Joshua began his career as an organizer with the UAW’s Global Organizing Institute. He worked primarily on the campaign for Nissan’s workers organizing to have a free and fair union election at the Nissan America plant in Canton, Mississippi. He has also worked as an organizer for low wage workers in the Fight for $15 and a Union, and their Mid-South Organizing Committee. He has worked as an Organizer for State and Municipal Employees in Mississippi and as a local organizer for the CWA. During the 2016 election cycle he also served as the Central Mississippi Field Director for the Bernie Sanders campaign for President.

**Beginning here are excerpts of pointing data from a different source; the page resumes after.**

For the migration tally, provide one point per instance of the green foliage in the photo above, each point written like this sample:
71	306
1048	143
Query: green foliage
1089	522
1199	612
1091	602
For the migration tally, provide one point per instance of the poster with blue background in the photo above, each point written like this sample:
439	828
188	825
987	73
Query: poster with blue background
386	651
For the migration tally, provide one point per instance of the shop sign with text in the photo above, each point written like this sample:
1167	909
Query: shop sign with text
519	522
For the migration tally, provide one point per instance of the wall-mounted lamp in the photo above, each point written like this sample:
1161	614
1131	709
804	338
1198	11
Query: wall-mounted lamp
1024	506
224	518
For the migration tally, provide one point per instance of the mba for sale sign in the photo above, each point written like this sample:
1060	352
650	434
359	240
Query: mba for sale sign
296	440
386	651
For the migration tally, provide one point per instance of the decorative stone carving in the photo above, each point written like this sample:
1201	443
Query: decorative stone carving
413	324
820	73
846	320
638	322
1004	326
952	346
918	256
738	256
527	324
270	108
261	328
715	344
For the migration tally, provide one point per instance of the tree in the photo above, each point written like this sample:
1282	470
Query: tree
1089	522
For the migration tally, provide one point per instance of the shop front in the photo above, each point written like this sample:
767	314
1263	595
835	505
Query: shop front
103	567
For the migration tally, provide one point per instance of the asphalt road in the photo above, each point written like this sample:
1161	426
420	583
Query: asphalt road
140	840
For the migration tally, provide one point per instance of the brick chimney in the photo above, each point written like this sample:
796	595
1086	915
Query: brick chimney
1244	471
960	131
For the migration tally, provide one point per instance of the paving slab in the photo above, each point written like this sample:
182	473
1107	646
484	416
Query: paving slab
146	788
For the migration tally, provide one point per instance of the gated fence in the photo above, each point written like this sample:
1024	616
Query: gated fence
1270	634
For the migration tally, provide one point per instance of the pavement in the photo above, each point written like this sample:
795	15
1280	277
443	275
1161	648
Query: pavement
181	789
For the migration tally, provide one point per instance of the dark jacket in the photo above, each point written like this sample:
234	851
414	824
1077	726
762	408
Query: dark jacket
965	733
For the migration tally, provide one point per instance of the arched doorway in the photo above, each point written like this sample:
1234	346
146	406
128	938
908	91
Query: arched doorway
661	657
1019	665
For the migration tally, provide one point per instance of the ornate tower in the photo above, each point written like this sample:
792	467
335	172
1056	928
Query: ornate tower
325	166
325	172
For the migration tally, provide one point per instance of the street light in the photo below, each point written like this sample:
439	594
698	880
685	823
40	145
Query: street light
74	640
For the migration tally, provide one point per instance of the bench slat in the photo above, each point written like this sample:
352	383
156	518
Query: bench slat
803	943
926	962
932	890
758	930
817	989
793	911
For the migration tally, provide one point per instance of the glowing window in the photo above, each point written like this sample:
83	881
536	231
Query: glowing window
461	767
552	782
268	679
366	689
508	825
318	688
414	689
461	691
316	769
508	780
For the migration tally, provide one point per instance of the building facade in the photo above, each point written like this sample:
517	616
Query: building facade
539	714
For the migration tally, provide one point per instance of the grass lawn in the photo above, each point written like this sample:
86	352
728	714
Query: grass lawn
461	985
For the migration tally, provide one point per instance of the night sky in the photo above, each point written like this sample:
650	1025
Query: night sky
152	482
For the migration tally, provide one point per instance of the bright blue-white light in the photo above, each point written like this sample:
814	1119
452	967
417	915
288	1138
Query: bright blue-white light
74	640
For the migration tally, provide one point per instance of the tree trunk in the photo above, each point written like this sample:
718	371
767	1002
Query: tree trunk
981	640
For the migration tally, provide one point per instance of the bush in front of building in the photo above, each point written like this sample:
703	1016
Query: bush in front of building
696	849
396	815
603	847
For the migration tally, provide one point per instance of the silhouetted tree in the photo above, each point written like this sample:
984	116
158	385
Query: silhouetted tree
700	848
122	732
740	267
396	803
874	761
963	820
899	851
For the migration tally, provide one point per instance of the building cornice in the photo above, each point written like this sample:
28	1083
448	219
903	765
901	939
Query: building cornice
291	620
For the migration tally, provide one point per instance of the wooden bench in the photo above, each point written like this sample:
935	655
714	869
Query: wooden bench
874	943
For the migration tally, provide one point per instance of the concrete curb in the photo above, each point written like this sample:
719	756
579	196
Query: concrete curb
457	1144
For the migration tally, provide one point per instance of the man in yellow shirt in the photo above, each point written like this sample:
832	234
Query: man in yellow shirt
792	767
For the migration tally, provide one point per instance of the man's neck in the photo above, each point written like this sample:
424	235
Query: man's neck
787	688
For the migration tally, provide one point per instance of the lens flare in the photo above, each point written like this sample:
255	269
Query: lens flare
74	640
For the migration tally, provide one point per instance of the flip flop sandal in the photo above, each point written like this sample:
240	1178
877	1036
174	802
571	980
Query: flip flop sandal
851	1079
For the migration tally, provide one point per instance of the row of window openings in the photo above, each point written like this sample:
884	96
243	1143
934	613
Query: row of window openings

I am extremely grateful to have this opportunity to work as a Co-Executive Director for the Labor Network for Sustainability. It is my hope to serve with Liz as we work to constantly ground the mission of LNS as a relentless force in the labor and climate justice movements. I look forward to developing real and practical alternatives to the decaying fossil-fuels industry, and making an invigorated push to work towards an economy that is regenerative and benefits everyone. I look forward to engaging with labor, the climate justice movement, and local formations in establishing a movement for good jobs on a living planet.
Liz Ratzloff started working with LNS in October 2021 to research the effects of medium- and heavy-duty vehicle electrification on workers and how to ensure the transportation sector is a source of high-quality, family sustaining jobs and contributes to a sustainable and equitable future.
Liz got her start as an organizer fighting for abortion access and local LGBTQ+ anti-discrimination protections as a college student in Michigan. While getting her Masters in Environmental Informatics and Conservation Ecology, Liz began working as the staff organizer for the University of Michigan graduate employees union, AFT Local 3550. In 2020, Liz organized a campus-wide strike for a safe and just pandemic response and led efforts to establish a multi-union People’s Budget, centering the priorities of workers and the broader community through participatory budgeting.
Liz founded and chairs the Just Transition Committee at the AFL-CIO Huron Valley Area Labor Federation where she is building a strong, labor-climate movement to move the local economy off of fossil fuels, while ensuring good jobs for workers. Liz is also the Vice President of the Huron Valley Workers Organizing and Research Center (HV-WORC), which provides research and education in support of worker efforts to organize.
I’m incredibly grateful to be in this new role and have the opportunity to work alongside staff, workers, and communities in continuing LNS’s mission to build towards a transition to a society that is ecologically sustainable and economically just. As a labor organizer and environmental scientist, I strongly believe that in order to address urgent environmental challenges like climate change, pollution, and natural resource depletion, we must transition away from a fossil fuel-powered and extractive economy toward a low-carbon, regenerative, and resilient economy. We can ensure workers and communities aren’t left behind in the process by fostering deep relationships between the labor and climate movements and building power at the grassroots level. Our success in building grassroots power is dependent on about ability to center the voices of those most affected by the climate crisis and the policies we enact, including rank and file union members, young workers, frontline communities, and Black, Brown, and Indigenous people.